The meeting was the direct result of a major management screw up. In January, Toyota’s leadership discovered that an employee at the plant had unearthed a confidential file on a shared network drive . The document disclosed the fact that ToMoCo's management was discussing "a greater emphasis on variable pay and ways to slow the growth of our labor costs, including the cost of benefits."
The memo recommended that Toyota work to bring its wage structure into closer alignment with other local industries and "not tie ourselves so closely to the U.S. auto industry or other competitors." Translation: Toyota’s higher ups are unhappy that the company’s labor costs (as a percentage of sales) are increasing faster than their profit margins.

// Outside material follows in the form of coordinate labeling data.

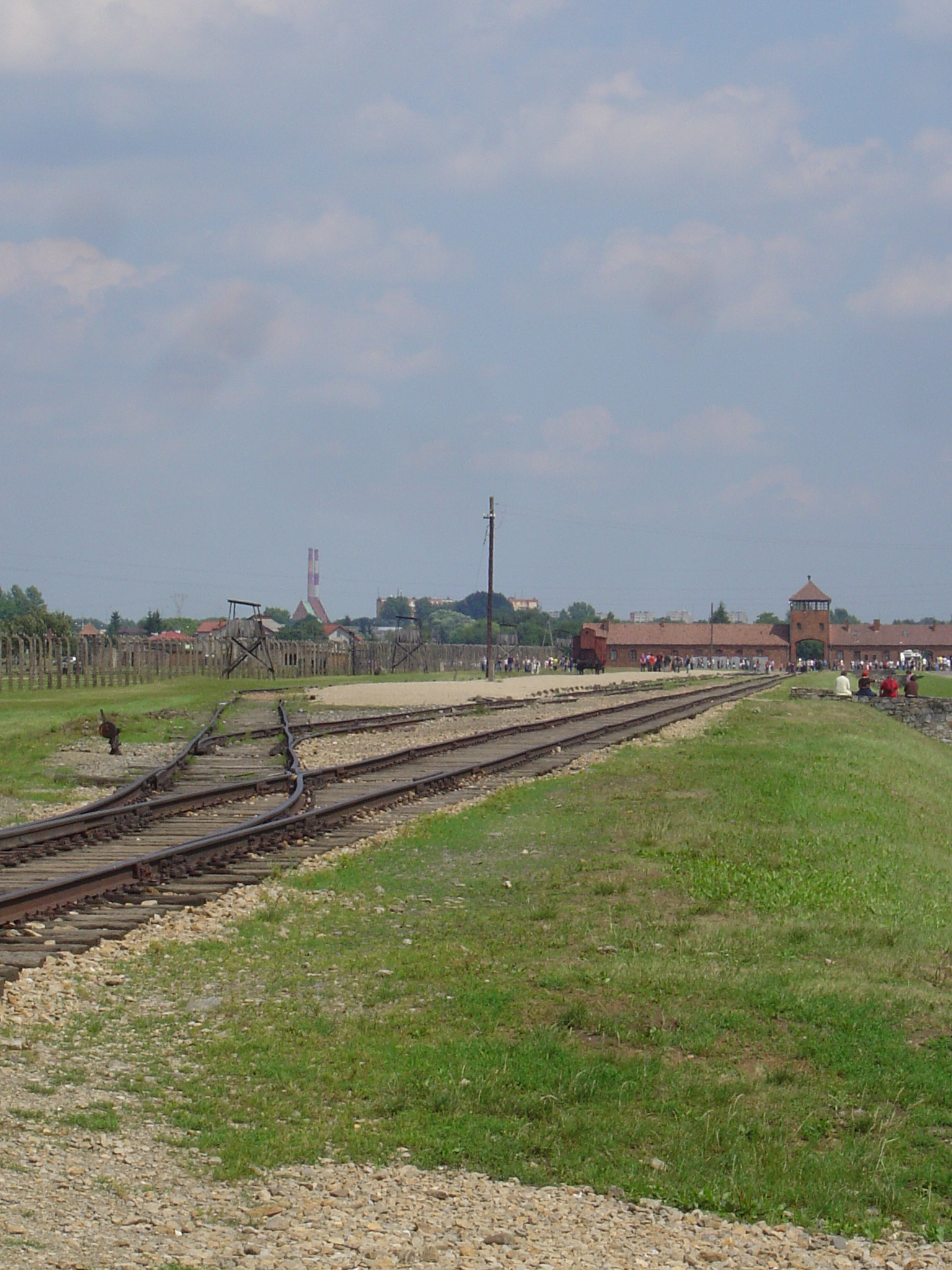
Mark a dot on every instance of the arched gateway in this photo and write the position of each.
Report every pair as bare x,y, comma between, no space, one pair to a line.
809,619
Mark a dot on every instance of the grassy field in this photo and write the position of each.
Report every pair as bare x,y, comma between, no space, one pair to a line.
715,972
36,724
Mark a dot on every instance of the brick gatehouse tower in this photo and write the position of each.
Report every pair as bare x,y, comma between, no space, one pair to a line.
809,619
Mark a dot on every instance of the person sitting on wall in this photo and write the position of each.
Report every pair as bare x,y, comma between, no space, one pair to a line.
889,687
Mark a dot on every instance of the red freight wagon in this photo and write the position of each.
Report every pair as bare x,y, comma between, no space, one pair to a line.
589,651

Despite Toyota’s attempts at damage control, the press got ahold of the memo. Rather than fess-up and explain their competitive dilemma, Toyota sacrificed a pair of a scapegoats. They fired two Georgetown plant employees for allegedly accessing and distributing the confidential document.
The employees admitted reading the doc (as did several hundred others), but denied sending it to the press. As allowed by Toyota personnel policy, they pleaded their case before a five-member peer review board. The board ruled that they were both innocent. Toyota management overruled the review board’s decision and fired them.

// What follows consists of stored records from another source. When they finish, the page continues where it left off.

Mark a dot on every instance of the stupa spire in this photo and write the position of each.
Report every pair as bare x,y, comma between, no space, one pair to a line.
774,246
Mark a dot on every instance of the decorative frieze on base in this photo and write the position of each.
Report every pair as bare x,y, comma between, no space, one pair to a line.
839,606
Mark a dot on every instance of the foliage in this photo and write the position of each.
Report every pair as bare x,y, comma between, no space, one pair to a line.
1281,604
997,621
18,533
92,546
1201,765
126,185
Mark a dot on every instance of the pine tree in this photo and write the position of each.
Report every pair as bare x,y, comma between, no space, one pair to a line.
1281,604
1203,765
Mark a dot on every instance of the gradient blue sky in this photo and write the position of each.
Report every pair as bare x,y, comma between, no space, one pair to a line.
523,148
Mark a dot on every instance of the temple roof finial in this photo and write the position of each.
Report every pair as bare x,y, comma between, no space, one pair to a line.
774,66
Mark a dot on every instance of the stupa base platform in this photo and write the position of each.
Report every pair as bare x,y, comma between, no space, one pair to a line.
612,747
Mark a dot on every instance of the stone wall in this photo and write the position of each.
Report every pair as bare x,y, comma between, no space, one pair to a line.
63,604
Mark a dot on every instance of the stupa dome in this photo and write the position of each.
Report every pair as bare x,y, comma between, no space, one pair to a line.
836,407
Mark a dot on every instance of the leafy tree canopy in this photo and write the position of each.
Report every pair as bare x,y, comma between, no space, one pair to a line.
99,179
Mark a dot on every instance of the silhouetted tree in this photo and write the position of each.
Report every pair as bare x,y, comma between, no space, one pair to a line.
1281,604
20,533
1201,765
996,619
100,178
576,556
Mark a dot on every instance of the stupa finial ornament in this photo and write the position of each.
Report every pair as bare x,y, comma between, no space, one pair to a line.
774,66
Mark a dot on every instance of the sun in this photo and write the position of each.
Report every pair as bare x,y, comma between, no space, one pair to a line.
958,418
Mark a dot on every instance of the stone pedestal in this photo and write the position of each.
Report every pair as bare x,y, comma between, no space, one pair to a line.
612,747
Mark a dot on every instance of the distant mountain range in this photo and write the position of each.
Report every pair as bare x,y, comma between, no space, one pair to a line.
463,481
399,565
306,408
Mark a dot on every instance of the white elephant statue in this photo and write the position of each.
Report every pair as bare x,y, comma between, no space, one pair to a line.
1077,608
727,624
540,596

Salting the wounds, Toyota remained silent on any investigations into– or disciplinary actions against– the person or persons who left the confidential document on the company-wide computer network.
As expected, the UAW seized upon this “unpleasantness” to step up their efforts to unionize the Toyota plant, to gain a precious foothold deep in the heart of non-union territory. On Saturday, the UAW hosted a town hall forum entitled “The Human Cost of Toyota’s Success” in Lexington, Kentucky.

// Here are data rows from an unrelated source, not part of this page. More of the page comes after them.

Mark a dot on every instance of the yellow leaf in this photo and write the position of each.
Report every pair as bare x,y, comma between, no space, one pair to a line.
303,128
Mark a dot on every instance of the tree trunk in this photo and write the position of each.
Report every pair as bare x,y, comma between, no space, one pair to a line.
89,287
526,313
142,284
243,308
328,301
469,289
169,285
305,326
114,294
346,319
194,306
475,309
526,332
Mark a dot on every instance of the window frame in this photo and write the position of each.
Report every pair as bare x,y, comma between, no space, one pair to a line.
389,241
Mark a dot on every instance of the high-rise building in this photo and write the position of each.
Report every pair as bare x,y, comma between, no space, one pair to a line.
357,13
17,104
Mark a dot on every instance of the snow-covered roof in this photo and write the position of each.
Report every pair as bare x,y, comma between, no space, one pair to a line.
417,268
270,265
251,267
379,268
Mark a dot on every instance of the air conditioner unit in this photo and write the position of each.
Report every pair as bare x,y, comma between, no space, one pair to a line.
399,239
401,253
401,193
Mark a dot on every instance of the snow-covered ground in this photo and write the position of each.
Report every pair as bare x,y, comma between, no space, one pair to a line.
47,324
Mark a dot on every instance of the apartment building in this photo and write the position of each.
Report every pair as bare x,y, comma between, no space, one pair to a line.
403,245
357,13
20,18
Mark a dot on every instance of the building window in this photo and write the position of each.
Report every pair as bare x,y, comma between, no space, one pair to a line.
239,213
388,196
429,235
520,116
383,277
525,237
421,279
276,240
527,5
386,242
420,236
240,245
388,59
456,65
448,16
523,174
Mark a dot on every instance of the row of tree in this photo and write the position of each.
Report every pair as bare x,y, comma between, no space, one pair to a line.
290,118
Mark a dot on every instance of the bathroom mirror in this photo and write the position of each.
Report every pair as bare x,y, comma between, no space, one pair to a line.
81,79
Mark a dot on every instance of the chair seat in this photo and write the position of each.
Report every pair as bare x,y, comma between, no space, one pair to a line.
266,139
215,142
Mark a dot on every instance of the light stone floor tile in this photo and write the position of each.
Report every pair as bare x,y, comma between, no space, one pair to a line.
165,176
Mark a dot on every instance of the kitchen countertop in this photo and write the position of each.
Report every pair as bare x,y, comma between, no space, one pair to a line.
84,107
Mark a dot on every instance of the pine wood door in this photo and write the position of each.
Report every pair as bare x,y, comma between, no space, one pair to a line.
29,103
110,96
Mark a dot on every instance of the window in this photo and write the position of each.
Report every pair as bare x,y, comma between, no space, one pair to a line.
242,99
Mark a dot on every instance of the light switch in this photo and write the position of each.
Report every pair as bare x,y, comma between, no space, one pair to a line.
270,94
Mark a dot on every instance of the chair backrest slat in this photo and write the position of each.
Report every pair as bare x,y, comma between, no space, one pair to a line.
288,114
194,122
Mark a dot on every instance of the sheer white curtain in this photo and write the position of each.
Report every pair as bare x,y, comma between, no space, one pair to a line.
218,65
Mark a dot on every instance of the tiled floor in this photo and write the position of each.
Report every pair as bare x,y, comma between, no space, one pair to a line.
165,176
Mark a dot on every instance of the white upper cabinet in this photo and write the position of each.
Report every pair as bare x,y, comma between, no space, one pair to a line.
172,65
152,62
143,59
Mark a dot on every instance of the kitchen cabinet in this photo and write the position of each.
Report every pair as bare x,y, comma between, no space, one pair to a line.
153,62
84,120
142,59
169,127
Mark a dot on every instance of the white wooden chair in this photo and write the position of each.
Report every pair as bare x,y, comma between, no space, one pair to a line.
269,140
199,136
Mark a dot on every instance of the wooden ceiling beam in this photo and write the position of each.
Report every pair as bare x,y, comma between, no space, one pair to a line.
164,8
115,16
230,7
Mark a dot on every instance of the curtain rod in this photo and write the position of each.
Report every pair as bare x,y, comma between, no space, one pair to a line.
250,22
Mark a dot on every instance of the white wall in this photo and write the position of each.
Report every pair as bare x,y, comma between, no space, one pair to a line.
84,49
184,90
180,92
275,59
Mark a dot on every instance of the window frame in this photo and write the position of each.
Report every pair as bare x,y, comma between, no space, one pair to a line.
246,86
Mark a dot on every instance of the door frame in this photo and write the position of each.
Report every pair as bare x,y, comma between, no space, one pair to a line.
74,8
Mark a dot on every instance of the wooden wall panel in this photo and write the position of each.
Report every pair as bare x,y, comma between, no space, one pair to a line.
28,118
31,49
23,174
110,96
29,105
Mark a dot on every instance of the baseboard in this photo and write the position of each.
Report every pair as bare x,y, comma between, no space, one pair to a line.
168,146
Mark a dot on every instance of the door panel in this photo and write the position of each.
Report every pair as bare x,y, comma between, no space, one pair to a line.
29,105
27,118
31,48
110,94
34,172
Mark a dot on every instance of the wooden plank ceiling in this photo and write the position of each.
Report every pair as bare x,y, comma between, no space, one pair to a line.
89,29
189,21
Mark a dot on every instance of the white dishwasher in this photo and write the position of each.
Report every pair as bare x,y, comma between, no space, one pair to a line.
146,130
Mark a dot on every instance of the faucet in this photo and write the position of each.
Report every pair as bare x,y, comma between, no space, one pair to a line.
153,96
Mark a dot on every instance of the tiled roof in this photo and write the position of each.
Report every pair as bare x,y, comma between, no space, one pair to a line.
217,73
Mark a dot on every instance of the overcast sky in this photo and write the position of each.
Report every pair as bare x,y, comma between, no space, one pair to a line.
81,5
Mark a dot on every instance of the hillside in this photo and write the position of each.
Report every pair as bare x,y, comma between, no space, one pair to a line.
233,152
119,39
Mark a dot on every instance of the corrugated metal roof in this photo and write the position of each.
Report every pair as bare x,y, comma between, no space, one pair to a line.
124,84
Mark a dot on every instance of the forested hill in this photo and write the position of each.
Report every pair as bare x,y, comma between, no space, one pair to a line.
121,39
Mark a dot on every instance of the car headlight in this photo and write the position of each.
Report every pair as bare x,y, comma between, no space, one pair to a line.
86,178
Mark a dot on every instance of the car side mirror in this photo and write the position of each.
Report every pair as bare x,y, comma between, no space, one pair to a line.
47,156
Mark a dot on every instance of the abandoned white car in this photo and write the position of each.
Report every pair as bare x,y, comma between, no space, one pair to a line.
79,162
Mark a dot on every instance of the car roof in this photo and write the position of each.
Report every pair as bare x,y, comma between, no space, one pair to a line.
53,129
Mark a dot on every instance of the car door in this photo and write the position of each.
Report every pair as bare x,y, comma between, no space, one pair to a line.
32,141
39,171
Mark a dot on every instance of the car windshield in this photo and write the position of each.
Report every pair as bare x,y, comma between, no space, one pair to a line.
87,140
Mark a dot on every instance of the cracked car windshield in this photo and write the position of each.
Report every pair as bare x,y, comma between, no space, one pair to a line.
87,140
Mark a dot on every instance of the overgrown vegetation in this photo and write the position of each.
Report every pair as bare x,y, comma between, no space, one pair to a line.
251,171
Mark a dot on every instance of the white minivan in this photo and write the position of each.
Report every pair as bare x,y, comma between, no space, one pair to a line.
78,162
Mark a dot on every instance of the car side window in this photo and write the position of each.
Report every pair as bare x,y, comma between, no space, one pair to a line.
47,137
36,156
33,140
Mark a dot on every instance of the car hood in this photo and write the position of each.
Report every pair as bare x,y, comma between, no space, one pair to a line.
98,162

About 150 UAW representatives, Toyota employees, members of the press and other interested parties attended the meeting. Even though the Georgetown plant employs almost 7k workers, only five people spoke at the gathering, including the workers who were dismissed over the confidential document. No representatives from Toyota management attended– at least not officially.
The speakers addressed the document’s implications for Toyota’s HR plans. They also aired a number of complaints about the way the Georgetown plant is managed. They asserted that Toyota does not take workplace injuries seriously, that full-time workers have “disappeared” (to be replaced by lower cost temporary workers) and that training opportunities have dwindled to the point of extinction.
Needless to say, it this was music to the UAW’s collective ears. “It’s time for Toyota to sign a contract with us like everyone else they do business with,” Vice President Terry Thurman announced. The man who directs the UAW’s National Organizing department and helped organize the meeting added, “This is all about Toyota workers.”
The sequence of those two statements tells you everything you need to know about the UAW’s priorities. There’s only one reason they’re making a full-court press against Toyota: it’s their only hope for survival. If the UAW has any success organizing Georgetown you can rest assured they’ll start looking for further inroads into the rest of the transplants’ non-union plants.
Even though the UAW stated their Toyota kvetchfest was not an “organizing event,” they now have a foot firmly in Toyota’s door. The UAW and the National Jobs with Justice Campaign plan to capitalize on their success by establishing a Worker’s Rights Board in Kentucky. According to the UAW's press release, this organization “will be available to hear personal stories of Toyota workers and recommend appropriate remedies when necessary.” In other words, they’ll be collecting information they can use to further their attempts to organize the plant.
And they’ll be moving on from there. One worker from the Toyota plant in West Virginia attending the Kentucky meeting asked if the UAW could conduct a similar meeting for workers at his plant. Of course, the union immediately agreed, seizing the chance to get a presence established at a second Toyota location.
Toyota has no one to blame but itself for this perilous state of affairs. Their sloppy record keeping and short sighted damage control could give the UAW the leverage they need to start pulling Toyota into the same rat hole that disappeared Detroit. Meanwhile, even as they seek to organize Toyota, the UAW continues to call the automaker their enemy. And so it is.